Der Oberste Gerichtshof hat durch den Senatspräsidenten des Obersten Gerichtshofes Dr. Stix als Vorsitzenden und durch die Hofräte des Obersten Gerichtshofes Dr. Vogel, Dr. Melber, Dr. Kropfitsch und Dr. Huber als Richter in der Rechtssache der klagenden und gefährdeten Partei Gertrude A, Hausfrau, 3485 Sittendorf 45, vertreten durch Dr. Herwig Hammerer, Rechtsanwalt in Krems, wider den Beklagten und Gegner der gefährdeten Partei Erwin A, Kraftfahrer, 3511 Paudorf 106, vertreten durch Dr. Peter Fiegl, Dr. Frank Riel, Rechtsanwälte in Krems, wegen Ehescheidung und Erlassung einer einstweiligen Verfügung, infolge Revisionsrekurses der klagenden und gefährdeten Partei gegen den Beschluß des Oberlandesgerichtes Wien als Rekursgerichtes vom 27.Dezember 1984, GZ 18 R 288/84-11, womit der Beschluß des Kreisgerichtes Krems an der Donau vom 15.Oktober 1984, GZ 4 Cg 213/84-5, abgeändert wurde, folgenden

Beschluß

gefaßt:

Spruch

Dem Revisionsrekurs wird Folge gegeben. Der angefochtene Beschluß wird dahin abgeändert, daß die Entscheidung des Erstgerichtes wiederhergestellt wird.

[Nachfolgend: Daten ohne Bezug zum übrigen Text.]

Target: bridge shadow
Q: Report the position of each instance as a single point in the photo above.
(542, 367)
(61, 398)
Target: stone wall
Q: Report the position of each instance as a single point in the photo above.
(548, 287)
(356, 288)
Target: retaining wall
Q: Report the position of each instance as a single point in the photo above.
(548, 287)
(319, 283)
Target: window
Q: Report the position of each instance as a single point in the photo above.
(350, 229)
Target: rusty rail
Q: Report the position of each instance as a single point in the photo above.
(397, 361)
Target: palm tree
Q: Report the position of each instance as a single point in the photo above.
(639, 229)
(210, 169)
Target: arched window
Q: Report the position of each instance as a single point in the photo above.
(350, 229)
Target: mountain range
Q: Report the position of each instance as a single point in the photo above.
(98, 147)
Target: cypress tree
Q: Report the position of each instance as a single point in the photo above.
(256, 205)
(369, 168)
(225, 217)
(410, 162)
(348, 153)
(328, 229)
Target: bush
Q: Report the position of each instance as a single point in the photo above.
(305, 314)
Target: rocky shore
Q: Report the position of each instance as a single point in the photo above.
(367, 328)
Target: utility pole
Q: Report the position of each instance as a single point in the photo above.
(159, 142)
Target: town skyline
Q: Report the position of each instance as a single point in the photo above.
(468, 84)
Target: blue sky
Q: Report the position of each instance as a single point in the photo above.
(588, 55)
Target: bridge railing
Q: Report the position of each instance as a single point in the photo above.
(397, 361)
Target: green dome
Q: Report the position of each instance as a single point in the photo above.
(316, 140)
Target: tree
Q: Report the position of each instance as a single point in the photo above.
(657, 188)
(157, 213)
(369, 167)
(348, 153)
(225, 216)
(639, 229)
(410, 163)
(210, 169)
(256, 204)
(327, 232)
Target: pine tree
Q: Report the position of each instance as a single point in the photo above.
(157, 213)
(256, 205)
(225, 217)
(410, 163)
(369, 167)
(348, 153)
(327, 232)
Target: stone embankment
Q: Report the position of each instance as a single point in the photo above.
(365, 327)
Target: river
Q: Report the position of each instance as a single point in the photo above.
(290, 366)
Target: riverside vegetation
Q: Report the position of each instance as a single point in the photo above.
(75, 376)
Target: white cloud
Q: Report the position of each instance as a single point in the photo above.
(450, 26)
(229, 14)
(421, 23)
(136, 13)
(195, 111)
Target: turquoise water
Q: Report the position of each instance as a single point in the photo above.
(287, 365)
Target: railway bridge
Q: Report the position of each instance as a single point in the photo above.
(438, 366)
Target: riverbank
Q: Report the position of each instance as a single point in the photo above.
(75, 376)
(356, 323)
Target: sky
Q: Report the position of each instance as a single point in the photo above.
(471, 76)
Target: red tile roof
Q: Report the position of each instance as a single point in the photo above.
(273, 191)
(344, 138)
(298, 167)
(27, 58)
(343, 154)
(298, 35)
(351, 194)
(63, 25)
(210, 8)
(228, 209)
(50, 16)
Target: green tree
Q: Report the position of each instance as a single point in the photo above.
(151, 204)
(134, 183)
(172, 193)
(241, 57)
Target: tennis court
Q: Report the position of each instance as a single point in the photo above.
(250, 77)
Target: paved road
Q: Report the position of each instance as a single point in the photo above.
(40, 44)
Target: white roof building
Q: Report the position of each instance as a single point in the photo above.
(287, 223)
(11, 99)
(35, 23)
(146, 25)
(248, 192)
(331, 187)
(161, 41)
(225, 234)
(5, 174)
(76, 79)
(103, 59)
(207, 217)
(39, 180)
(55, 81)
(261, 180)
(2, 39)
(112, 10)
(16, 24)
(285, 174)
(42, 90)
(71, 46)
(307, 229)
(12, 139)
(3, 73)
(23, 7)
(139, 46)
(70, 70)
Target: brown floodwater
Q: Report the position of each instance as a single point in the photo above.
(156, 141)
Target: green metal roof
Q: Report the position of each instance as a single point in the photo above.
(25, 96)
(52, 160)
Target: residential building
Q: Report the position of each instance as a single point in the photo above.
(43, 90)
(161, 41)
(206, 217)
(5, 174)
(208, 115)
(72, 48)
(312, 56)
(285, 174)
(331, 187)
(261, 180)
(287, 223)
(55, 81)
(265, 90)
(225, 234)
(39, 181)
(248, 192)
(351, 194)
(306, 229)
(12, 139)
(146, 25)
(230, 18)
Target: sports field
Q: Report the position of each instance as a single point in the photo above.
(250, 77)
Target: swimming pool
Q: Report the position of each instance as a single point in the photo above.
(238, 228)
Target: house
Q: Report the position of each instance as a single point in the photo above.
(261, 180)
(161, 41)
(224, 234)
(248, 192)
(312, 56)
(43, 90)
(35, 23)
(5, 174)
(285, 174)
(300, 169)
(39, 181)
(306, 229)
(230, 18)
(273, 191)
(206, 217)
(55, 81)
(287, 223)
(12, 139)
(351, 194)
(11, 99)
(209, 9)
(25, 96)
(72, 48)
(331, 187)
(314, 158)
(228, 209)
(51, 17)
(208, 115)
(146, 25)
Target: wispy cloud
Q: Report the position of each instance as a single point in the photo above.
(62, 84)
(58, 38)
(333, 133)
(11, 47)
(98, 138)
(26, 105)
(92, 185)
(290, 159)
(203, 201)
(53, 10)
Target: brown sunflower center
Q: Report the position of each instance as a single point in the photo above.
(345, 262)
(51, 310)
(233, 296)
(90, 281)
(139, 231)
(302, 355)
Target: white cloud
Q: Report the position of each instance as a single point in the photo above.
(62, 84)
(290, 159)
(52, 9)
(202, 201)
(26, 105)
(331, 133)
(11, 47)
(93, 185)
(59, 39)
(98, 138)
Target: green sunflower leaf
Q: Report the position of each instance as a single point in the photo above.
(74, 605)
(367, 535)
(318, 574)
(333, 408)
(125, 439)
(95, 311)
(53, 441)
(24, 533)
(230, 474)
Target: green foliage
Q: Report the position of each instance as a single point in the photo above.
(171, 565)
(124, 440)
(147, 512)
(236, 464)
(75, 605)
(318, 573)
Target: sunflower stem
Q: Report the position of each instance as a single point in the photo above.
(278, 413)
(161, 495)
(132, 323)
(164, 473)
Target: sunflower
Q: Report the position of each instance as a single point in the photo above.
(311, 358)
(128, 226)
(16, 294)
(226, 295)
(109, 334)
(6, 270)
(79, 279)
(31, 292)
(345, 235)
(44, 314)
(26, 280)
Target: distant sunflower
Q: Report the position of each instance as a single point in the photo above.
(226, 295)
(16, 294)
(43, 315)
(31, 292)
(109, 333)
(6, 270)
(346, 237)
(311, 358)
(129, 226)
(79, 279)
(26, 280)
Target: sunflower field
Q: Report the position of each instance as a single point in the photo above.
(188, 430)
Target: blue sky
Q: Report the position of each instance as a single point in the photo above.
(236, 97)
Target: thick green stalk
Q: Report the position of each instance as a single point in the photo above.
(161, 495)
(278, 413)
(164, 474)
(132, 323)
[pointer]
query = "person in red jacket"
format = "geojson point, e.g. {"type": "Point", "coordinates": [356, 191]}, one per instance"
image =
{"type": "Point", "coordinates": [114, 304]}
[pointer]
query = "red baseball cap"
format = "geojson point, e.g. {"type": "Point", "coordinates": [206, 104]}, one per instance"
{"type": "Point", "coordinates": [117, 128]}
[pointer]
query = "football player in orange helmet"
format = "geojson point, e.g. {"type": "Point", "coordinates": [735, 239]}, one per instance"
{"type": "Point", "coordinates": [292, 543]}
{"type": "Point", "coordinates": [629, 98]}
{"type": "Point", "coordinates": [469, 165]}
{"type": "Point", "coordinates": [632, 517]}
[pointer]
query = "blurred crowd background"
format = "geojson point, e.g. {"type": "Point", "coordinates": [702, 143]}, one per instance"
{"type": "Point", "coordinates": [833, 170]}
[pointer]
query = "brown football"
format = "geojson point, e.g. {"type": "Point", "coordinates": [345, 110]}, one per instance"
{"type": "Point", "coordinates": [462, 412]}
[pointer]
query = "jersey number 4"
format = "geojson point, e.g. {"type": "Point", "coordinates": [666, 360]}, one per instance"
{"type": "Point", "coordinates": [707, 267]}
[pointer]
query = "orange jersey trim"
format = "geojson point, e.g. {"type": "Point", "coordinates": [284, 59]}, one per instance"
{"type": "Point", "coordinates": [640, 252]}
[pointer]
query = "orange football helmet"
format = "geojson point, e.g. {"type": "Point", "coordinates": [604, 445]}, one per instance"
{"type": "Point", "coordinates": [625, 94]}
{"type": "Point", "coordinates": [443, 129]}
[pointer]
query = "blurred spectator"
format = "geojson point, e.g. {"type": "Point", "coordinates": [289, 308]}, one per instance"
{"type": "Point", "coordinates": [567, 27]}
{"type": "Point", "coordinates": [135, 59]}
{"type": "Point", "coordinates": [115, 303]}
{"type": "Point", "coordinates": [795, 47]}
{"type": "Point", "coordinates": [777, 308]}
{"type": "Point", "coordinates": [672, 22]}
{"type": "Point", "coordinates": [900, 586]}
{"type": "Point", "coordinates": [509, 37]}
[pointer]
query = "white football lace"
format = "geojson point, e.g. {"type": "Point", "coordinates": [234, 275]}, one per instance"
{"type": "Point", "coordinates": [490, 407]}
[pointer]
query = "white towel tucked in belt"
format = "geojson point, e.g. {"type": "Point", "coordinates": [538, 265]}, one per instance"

Die klagende und gefährdete Partei hat die Kosten des Revisionsrekurses vorläufig selbst zu tragen.

Text

Begründung:

Die klagende und gefährdete Partei (im folgenden: Klägerin) begehrt die Ehescheidung aus dem Verschulden des Beklagten und Gegners der gefährdeten Partei (im folgenden: Beklagter). Als Scheidungsgrund machte sie unter anderem eine Unterhaltsverletzung geltend. Außerdem beantragte die Klägerin die Erlassung einer einstweiligen Verfügung zur Sicherung ehelichen Gebrauchsvermögens durch ein Verbot an den Beklagten, die ihm gehörige Liegenschaft EZ 103 Grundbuch Paudorf ohne Zustimmung der Klägerin zu belasten oder zu veräußern. Zur Begründung dieses Antrages brachte die Klägerin vor, das auf der genannten Liegenschaft befindliche Einfamilienhaus habe die gemeinsame Ehewohnung dargestellt. Der Beklagte sei bestrebt, sein Vermögen zu veräußern, habe Verkaufsgespräche über die Liegenschaft eingeleitet und eine Anmerkung der Rangordnung erwirkt. Das Haus unterliege als bisherige Ehewohnung der Aufteilung des ehelichen Gebrauchsvermögens nach den §§ 81 ff EheG. Für den Fall des Verkaufes des Hauses sei dessen Wert zwar gemäß § 91 EheG in die Aufteilung einzubeziehen, die Einbringlichmachung einer allfälligen, dem Beklagten auferlegten Ausgleichszahlung sei jedoch gefährdet, da der Beklagte erklärt habe, er wolle sein Vermögen nicht den Zugriffen der Klägerin aussetzen. Außerdem seien die Einkommensverhältnisse des Beklagten schlecht, er beziehe lediglich ein Krankengeld von S 4.000 monatlich.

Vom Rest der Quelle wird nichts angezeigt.